Overall, the Legislature slashed public education funding to 16.5 percent below the 2008 level, triggering significant program reductions in schools across the state. Class sizes have increased, teachers and staff members have been laid off, and essential services for at-risk students were eliminated, even as the state implemented higher academic standards for college and career readiness.
Parents filed a lawsuit in the Kansas courts to challenge the cuts. In Gannon v. State of Kansas, a three-judge trial court ruled in January 2013 for the parents, finding that the cuts reduced per-pupil expenditures far below a level “suitable” to educate all children under Kansas’ standards. To remedy the funding shortfall, the judges ordered that per-pupil expenditures be increased to $4,492 from $3,838, the level previously established as suitable.
Rather than comply, Governor Brownback appealed to the Kansas Supreme Court. A decision is expected this month. A victory for the parents would be heartening, but if it comes, would Governor Brownback and legislative leaders uphold the right to education guaranteed to Kansas school children? The signals thus far are not promising. If the Kansas Supreme Court orders restoration of the funding, legislators are threatening to amend the state’s Constitution by removing the requirement for “suitable” school funding and to strip Kansas courts of jurisdiction to hear school finance cases altogether. And if the amendment fails, they have vowed to defy any court order for increased funding or, at the very least, take the money from higher education.

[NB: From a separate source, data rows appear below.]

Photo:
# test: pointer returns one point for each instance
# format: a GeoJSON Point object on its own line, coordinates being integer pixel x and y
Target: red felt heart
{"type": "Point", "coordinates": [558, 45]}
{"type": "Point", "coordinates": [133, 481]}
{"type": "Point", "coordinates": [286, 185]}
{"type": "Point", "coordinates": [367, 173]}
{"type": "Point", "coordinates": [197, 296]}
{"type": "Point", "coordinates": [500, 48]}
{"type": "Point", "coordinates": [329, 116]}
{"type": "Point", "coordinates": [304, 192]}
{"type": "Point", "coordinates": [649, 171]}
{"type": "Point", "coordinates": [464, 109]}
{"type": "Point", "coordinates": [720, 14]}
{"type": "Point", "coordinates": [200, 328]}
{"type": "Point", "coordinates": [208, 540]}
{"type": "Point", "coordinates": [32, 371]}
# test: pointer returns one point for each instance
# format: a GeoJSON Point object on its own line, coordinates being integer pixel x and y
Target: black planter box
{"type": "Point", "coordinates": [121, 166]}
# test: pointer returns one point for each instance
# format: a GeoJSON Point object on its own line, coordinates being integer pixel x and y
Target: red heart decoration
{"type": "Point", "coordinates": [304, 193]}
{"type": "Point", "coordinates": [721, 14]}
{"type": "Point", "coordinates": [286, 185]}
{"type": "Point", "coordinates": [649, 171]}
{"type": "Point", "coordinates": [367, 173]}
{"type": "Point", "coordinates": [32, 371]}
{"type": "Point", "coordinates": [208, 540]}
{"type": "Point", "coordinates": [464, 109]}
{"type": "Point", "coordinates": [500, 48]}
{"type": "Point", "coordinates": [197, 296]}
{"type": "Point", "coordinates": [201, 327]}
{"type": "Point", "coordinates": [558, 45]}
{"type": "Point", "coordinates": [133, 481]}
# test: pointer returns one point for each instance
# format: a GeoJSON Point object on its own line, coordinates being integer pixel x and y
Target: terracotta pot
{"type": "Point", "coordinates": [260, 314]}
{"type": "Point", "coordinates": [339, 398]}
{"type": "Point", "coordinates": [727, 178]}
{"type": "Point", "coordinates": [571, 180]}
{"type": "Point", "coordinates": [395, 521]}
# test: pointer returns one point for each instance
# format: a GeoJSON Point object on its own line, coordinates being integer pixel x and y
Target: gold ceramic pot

So what's your opinion. Most state constitutions make it clear that the state has the responsibility to provide for public education for all. As in most things though the devil is in the details. On the one hand the state can't dodge that responsibility. On the other hand, times are tough all over. If the elected politicians of Kansas decide that their state is best served by a 16.5% funding cut to education, isn't that their business? Or is it ultimately the Court's job to determine what the mix of expenditures should be? Public school outcomes are never just about money in the system but on the other hand are there public schools that have provided better results with much less money? I can't think of too many where I grew up.  You can't cut a school system off at the knees and demand higher performance can you? Or can you? Who should prevail in this battle?

What's your call?

Are legislators and/or executives ever justified in threatening to ignore court rulings they dislike?